OPINIÓN: “ENTONCES HE GANADO YO, NO ELLOS” por Fran Pérez

Corría el año 1971. La Yugoslavia de hoz y martillo del mariscal Josip Broz “Tito” pasaba por una época dorada. Tanto era así que hasta se permitía acoger otras culturas. Incluso se llegaron a celebrar corridas de toros. En octubre de ese año, organizada por la familia González Lucas, se anunciaron dos festejos taurinos. Desde España, los “Dominguines” tuvieron que llevárselo todo para adecuar el campo de fútbol de Belgrado.

La idea nació de Domingo, el hermano mayor de Luis Miguel, torero como sus hermanos, no hay que olvidarse de Pepe, y tan buen empresario y negociante, como comunista. Tan afín al partido que parte del dinero que ganaba en los toros lo dedicaba a ayudar a la organización y a la ayuda de sus presos. Colaboraba tanto que incluso muchos de sus camaradas eran sacados del país porque simulaban al pasar la frontera ser de su cuadrilla.

Era un secreto a voces que hasta lo sabía el general Franco. Dicen las malas lenguas que en una cacería, el chaparro le preguntó a Luis Miguel que quien de los tres hermanos era el comunista. Luis Miguel, que le gustaba estar a la sombra de los poderosos, le contestó que los tres eran comunistas. Se hizo el silencio y siguieron pegando tiros.
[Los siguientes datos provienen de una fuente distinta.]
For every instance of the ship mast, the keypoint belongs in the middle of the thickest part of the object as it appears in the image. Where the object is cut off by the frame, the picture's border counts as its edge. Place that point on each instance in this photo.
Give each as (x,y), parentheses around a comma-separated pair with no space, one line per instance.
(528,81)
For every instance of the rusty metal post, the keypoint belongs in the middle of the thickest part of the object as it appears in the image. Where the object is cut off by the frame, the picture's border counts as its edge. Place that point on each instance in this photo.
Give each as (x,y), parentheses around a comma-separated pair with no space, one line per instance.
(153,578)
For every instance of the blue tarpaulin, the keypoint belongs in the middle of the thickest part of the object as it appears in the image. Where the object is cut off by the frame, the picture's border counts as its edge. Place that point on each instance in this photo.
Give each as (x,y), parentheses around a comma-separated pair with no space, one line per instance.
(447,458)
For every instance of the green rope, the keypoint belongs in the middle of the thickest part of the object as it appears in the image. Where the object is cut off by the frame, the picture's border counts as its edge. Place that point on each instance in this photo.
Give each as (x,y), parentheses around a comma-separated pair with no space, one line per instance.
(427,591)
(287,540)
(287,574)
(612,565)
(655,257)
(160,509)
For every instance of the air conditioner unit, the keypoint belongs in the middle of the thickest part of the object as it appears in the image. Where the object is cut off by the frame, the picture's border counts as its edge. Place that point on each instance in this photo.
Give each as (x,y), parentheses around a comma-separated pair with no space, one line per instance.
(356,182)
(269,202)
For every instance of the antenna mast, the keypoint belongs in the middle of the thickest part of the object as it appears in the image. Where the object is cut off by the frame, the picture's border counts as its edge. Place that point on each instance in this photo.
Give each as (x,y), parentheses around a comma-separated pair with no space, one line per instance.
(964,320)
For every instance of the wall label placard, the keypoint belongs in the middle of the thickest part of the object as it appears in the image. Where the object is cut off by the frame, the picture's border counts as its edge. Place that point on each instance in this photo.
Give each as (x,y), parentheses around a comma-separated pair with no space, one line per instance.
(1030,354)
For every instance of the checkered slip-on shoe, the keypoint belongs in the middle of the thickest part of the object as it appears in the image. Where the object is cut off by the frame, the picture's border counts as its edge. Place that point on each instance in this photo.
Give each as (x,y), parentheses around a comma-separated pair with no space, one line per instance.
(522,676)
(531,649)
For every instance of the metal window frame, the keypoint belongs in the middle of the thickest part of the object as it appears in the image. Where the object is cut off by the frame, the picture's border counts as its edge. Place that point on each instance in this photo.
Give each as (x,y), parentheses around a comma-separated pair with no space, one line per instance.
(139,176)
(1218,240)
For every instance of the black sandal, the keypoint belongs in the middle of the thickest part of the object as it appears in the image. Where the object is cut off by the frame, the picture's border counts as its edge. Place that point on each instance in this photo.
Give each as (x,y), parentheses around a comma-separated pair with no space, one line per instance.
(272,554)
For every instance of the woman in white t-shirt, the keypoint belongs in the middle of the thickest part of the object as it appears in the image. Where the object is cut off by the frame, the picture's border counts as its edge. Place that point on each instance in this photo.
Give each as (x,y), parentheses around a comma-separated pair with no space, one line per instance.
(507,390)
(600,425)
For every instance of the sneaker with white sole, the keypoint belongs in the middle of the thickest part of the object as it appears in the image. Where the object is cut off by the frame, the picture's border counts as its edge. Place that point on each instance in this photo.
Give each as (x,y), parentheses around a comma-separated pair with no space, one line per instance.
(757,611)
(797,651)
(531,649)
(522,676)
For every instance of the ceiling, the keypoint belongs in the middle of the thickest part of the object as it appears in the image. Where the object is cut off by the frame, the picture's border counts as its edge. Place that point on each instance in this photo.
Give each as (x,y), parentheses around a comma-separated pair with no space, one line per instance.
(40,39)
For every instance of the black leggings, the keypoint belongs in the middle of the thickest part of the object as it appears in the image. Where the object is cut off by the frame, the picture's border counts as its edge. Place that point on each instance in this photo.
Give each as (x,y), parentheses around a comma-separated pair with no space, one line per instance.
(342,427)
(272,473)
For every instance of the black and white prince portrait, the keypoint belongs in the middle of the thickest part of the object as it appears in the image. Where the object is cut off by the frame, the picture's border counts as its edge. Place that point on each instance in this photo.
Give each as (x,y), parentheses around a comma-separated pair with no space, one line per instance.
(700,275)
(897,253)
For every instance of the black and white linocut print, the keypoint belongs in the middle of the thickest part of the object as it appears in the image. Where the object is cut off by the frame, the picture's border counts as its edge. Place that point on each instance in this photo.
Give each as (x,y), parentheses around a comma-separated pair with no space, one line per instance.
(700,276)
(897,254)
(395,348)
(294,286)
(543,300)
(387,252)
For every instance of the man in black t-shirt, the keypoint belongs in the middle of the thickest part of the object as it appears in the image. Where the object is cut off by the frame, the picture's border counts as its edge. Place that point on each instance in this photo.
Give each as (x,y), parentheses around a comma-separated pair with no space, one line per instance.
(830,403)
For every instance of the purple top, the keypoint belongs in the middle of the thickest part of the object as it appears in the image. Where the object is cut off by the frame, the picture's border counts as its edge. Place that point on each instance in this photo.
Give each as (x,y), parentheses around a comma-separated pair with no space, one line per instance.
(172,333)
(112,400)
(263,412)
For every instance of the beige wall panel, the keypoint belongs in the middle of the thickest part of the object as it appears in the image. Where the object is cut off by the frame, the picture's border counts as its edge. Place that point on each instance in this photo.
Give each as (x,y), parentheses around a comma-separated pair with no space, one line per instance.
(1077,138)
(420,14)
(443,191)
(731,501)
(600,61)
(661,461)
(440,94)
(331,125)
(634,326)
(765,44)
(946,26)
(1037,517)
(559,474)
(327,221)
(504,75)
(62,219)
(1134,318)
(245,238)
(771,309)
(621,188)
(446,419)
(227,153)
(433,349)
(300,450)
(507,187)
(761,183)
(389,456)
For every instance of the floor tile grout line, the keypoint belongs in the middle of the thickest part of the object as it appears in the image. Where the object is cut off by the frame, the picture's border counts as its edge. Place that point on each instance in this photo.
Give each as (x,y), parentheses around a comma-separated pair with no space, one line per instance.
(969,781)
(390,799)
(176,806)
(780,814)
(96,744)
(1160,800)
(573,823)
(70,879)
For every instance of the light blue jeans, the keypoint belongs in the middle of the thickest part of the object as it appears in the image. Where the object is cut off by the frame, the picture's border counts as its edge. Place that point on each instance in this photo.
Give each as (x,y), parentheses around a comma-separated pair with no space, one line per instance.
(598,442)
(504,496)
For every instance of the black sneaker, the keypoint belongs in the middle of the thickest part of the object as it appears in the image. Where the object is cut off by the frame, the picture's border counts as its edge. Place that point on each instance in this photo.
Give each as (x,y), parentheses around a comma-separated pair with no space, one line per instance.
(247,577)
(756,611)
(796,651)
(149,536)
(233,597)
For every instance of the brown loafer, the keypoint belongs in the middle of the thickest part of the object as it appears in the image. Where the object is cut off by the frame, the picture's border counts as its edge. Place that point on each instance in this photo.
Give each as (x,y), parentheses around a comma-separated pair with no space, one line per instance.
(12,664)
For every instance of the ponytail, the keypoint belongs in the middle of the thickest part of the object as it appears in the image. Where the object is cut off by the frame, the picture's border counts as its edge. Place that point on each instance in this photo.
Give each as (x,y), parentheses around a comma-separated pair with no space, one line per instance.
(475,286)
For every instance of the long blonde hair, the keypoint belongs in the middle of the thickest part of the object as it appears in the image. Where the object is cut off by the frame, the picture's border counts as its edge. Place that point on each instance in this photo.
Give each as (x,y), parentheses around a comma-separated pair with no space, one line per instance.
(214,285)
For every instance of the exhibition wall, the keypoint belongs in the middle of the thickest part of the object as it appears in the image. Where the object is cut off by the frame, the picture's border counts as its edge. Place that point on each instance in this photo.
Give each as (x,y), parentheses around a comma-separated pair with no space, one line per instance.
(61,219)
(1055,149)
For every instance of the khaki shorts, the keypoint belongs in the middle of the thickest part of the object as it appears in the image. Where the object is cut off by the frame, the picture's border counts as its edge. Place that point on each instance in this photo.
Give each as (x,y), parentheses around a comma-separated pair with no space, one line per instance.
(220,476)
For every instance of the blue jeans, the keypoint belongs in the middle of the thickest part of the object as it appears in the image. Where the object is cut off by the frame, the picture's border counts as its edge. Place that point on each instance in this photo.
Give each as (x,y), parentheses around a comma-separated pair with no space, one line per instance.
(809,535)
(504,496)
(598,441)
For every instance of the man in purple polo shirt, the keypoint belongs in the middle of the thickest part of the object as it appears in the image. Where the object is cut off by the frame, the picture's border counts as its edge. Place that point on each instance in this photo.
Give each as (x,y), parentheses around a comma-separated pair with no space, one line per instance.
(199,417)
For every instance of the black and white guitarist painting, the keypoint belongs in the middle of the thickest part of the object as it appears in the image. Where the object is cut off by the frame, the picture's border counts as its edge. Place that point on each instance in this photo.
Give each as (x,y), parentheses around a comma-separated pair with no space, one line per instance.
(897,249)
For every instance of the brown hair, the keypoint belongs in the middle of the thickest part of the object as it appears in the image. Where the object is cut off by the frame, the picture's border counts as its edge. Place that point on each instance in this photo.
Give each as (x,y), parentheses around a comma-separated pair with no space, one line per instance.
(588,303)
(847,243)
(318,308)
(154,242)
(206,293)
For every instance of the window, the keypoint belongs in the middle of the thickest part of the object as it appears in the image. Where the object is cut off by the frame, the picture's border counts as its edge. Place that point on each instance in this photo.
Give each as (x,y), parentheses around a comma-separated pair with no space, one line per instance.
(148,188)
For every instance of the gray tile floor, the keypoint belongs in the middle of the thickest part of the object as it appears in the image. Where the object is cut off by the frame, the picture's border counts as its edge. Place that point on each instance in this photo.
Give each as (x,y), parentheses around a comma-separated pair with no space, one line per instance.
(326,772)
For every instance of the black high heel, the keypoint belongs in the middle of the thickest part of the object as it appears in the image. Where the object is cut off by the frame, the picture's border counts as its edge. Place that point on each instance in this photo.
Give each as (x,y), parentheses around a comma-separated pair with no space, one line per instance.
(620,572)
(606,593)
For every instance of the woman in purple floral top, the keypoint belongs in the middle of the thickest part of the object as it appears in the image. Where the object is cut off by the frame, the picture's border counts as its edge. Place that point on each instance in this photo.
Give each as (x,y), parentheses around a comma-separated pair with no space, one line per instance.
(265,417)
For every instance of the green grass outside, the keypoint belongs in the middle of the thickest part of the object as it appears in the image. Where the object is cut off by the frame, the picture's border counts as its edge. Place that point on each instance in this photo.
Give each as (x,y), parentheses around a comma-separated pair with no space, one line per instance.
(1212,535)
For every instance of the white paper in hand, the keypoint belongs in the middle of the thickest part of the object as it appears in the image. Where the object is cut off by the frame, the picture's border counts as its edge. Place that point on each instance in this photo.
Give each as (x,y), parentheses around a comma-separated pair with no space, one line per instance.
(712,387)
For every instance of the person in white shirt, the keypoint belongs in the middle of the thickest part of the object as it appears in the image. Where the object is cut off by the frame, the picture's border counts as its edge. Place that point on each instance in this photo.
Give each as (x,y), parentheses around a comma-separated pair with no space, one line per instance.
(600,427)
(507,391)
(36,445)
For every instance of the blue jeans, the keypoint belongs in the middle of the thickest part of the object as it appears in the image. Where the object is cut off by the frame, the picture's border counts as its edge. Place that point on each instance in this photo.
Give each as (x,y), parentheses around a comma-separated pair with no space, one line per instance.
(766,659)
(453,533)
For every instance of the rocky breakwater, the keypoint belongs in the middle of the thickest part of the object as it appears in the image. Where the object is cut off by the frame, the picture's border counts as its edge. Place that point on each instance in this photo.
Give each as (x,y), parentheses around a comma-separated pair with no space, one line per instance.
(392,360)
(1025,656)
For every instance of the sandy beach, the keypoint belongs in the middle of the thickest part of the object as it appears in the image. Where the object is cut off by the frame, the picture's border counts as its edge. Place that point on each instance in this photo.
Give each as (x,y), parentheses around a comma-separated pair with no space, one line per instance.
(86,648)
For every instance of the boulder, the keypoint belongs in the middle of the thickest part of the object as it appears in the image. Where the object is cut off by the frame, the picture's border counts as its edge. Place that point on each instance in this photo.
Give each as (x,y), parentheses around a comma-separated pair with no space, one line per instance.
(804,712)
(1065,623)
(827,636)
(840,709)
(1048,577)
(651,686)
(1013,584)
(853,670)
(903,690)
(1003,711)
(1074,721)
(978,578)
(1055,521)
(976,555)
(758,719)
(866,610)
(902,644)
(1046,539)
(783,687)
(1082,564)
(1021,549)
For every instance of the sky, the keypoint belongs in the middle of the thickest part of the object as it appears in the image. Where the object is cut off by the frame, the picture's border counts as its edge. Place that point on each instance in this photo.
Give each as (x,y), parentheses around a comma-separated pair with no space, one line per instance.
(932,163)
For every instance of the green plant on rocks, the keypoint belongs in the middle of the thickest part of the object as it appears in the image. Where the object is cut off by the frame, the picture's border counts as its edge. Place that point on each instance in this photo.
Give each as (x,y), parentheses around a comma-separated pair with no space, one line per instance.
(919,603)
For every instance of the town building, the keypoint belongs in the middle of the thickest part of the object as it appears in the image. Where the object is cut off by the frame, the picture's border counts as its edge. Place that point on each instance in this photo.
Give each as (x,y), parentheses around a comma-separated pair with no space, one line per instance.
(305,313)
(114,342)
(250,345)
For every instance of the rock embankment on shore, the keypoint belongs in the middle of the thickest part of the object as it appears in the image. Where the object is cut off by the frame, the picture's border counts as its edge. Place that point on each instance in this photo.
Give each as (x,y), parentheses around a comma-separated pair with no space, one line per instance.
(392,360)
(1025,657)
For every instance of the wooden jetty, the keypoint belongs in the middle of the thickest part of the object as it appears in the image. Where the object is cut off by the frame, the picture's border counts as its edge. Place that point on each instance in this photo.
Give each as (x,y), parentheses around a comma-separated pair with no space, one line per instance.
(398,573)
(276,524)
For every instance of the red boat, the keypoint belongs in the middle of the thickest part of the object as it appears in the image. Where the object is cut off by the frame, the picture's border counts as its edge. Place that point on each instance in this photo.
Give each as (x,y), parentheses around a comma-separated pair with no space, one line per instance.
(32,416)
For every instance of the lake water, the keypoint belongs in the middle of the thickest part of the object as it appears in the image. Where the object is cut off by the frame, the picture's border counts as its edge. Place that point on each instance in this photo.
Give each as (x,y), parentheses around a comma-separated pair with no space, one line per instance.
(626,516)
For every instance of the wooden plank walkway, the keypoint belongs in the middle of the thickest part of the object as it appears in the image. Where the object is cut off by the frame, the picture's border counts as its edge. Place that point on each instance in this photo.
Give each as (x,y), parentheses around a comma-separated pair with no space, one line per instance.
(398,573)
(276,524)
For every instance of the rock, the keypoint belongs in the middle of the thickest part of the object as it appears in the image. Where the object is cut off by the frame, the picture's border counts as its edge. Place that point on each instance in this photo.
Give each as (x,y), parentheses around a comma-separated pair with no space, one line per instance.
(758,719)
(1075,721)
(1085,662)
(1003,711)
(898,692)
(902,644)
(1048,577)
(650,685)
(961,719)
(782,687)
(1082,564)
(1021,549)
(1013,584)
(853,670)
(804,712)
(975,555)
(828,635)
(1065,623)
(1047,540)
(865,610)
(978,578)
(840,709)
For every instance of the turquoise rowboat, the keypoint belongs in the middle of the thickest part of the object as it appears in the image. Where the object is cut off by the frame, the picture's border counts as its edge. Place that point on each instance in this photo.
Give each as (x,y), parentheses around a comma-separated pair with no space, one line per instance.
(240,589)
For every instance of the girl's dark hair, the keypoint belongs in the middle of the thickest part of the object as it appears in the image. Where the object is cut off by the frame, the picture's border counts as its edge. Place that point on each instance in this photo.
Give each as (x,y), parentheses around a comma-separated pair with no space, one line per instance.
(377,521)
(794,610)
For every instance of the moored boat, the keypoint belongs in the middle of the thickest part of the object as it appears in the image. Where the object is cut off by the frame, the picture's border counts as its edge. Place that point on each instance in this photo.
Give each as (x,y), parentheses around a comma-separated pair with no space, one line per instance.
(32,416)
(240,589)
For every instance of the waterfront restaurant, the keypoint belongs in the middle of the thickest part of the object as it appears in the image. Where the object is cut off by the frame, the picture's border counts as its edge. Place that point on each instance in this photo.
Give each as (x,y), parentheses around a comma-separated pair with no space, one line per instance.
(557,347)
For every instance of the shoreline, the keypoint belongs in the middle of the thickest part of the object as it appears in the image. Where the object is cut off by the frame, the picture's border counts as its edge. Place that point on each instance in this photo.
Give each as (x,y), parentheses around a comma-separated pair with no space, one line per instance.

Domingo lo dispuso todo y el 2 de octubre se hizo el paseíllo en Belgrado. En el cartel Luis Miguel “Dominguín”, Roberto Piles y el rejoneador Alfredo Conde frente a reses de Carlos Núñez. Al día siguiente se dio el mismo cartel, pero los toros fueron de Guardiola. La entrada del segundo día fue mejor y salvó los enormes costes de la organización del festejo.

En los tendidos del campo de fútbol yugoslavo, hubo presencia española. Junto a los curiosos que se acercaron a ver el festejo español agitaron sus pañuelos de exilio para conceder trofeos a los toreros Jorge Semprúm, Santiago Carrillo y Dolores Ibárruri “La Pasionaria”, que era una fan de Luis Miguel.

Dolores, en sus paseos clandestinos por los jardines de Sabatini del Palacio Real de Madrid, quería que le hablaran de toros y de Luis Miguel.

¡Vaya!, el comunismo comulgaba con la fiesta. Convivía con ella y la disfrutaba, además de que la utilizaba para su financiación y auxilio de sus gentes.

Ahora resulta que Pablo Iglesias, el ministro de juguete Alberto Garzón, Iñigo Errejón y tantos otros que lucen el triángulo rojo, se sienten enormemente incómodos con ella hasta el punto que la censuran, la maltratan y la apartan. No quieren saber nada de ese espectáculo que en  Yugoslavia disfrutaban sus ídolos, de esa Cultura que salvó a muchos de los suyos de las tropelías de la España franquista, de esa que Ramón Tamames, mano derecha comunista del alcalde socialista de Madrid Tierno Galván, ayudó a divulgar en los años de la movida y el mechón blanco de “Antoñete”.

La tauromaquia no es de izquierdas ni de derechas, ni de centro. La tauromaquia es para quien la siente, para quien la disfruta. No se pide que a todo el mundo le guste, pero sí que la respete y que la trate de igual a igual con otras culturas que engrandecen nuestro país. Negarla, hacer como si no existiera, es borrar el sentimiento y la distinción de nuestras gentes, es exterminar una fuente de inspiración de artistas, pintores y músicos, es ahogar al toro bravo y toda la economía y ecología que soporta en su lomo y condenarlo a su desaparición.

¡Quien iba a decir que los que peleaban por la libertad ahora son los que luchan por las prohibiciones y tienen a un ministro cogido por los blandos de la entrepierna!

El mundo del toro despierta. Por fin parece que van al son del lema de “La Pasionaria”, “No pasaran”. Queda mucho trabajo por hacer, queda mucha calle que pisar (cuando las condiciones sanitarias lo permitan), queda mucha unidad que encontrar, quedan muchos despachos donde hablar para llegar a un acuerdo que firmar. Da igual quien esté en el poder. Ni unos ni otros han hecho nada por la fiesta, si no han visto que les beneficia políticamente con votos. Es el momento de protegerla de utilizaciones y discriminaciones. Ya no vale eso de que la fiesta se defiende sola.

Ojalá que dentro de unos años, podamos viajar en el tiempo como lo hacen en la serie de TVE, “El Ministerio del Tiempo”. Y al igual que el Federico García Lorca de la serie escuchó “La Leyenda del tiempo” en la voz de Camarón en Granada, nosotros podamos volver a sentarnos en un tendido, y decir como el de Fuente Vaqueros, “Entonces, he ganado yo, no ellos”.